To the Editor:
We read with great interest Professor Asai’s editorial on the management of “can’t intubate, can’t oxygenate” situations1 and Heymans et al.’s2 study of cricothyrotomy in cadavers. We agree with Professor Asai that this topic is extremely difficult to study and that it is difficult to recommend a definitive best technique for front of neck airway. The importance of the topic is exemplified by a recent statement and editorial by several anesthetic and surgical bodies in the United Kingdom supporting cricothyrotomy (not tracheostomy) as the first option in “can’t intubate, can’t oxygenate”3 and a response to this by the Australian and New Zealand College of Anaesthetists (Melbourne, Australia).4
Our first concern is that Professor Asai places weight on the finding of Heymans et al.’s2 study in which medical students performed cricothyrotomy in cadavers. Without disrespecting medical students, they are not equipped with the knowledge, attitudes, or skills of those likely to be performing front of neck airway. As such it is not possible to disentangle whether the study tells us most about the model, the techniques, or the operators. Such studies are most valuable when performed on appropriate models by clinicians likely to be involved in such emergencies.
Our second concern is that Professor Asai emphasizes that cannula cricothyroidotomy was less likely to be successful than a surgical approach in the United Kingdom’s Fourth National Audit Project.5 This study was a joint project organized by the Royal College of Anaesthetists (London, United Kingdom) and the Difficult Airway Society (London, United Kingdom) and it looked at all complications of airway management in the United Kingdom in a 1-yr period. The reasons for this were multifactorial. Importantly, needle-based approaches were mostly performed by anesthetists in “end-of-algorithm” situations in which they had to abandon the upper airway and attempt the procedure in a periarrest situation—a situation familiar to the American literature too.6 Conversely, surgical approaches generally involved trained otolaryngologic surgeons performing their procedure while the anesthetist continued attempts to maintain oxygenation from above. The fact that many of these cases took up to 30 min, and in some more than 60 min, illustrates how different they were from those managed with a cannula. Importantly, the Fourth National Audit Project tells us little about how anesthetists manage performing surgical or scalpel front of neck airway techniques.

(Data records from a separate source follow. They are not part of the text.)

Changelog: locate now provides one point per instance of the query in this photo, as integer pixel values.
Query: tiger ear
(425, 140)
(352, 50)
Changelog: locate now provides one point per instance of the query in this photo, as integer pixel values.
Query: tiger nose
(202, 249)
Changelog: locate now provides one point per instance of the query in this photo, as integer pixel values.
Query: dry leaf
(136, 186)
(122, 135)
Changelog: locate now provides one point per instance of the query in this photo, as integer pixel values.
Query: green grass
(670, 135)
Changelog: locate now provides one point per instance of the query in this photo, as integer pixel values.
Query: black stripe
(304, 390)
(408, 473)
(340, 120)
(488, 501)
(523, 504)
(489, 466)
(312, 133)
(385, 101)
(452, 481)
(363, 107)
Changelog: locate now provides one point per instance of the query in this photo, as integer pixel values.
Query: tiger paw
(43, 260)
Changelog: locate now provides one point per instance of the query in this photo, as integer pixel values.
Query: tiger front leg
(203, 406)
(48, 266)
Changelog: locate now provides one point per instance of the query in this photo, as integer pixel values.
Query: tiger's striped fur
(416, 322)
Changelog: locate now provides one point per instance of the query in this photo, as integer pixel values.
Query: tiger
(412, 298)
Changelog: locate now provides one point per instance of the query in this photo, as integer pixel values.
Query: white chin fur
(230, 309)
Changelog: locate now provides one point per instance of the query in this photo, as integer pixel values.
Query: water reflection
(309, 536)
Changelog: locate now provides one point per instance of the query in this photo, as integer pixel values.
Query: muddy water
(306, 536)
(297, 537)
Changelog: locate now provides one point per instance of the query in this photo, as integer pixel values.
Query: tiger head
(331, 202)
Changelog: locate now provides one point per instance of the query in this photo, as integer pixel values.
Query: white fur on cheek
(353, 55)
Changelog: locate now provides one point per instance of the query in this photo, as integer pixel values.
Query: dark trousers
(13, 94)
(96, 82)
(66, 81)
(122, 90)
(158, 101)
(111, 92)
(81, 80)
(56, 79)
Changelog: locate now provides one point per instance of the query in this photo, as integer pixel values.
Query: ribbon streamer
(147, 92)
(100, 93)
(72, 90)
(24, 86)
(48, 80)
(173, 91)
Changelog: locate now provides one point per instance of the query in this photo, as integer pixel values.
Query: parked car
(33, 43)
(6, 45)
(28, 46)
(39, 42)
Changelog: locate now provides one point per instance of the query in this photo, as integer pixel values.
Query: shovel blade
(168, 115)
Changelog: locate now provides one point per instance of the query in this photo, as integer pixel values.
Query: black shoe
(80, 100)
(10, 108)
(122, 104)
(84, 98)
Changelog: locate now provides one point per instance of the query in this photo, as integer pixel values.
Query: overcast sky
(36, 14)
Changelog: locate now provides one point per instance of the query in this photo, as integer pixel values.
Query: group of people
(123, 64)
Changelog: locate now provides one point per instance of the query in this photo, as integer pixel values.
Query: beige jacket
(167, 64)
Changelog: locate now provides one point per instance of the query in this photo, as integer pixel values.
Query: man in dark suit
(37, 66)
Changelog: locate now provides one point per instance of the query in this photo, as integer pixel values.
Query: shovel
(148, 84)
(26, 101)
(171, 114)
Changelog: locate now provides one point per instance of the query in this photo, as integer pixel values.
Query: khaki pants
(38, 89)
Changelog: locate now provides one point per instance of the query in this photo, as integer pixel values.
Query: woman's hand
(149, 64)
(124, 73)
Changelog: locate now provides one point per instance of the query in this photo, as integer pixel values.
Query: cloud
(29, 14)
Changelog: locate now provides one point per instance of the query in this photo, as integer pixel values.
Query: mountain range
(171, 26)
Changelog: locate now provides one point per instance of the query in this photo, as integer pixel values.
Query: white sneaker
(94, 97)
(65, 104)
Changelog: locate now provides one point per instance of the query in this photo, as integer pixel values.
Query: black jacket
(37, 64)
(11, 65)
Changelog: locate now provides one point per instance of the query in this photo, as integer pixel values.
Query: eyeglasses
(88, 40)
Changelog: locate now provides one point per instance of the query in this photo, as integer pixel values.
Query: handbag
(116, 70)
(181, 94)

Finally, we wholeheartedly agree with Professor Asai’s statement that front of neck airway is technically more difficult in obese patients, where “the tissues overlying the larynx are thick and it is difficult to locate the cricothyroid ligament.”1,7 We note that the very patients who tend to need an emergency front of neck airway are often patients with a high body mass index5 and are concerned that this is often forgotten in manikin and model design. We believe that more emphasis should be placed on investigating which techniques work best in obese patients. In a study we performed evaluating an “obese neck manikin,” all trained anesthetists reported increased difficulty than with a standard neck manikin and 40% required a change from their planned technique to successfully establish a front of neck airway.8 Hybrid techniques such as that proposed by Heard et al.9 or described in recent U.K. guidelines10 are likely to be more appropriate. Training is usually carried out using manikins that mimic a patient with a slim neck: we advocate training for both the slim (e.g., cachectic, postradiotherapy) neck and for necks with several centimeters of subcutaneous fat. Liaison with industry is needed to improve realistic manikins to assist with the latter.
The authors declare no competing interests.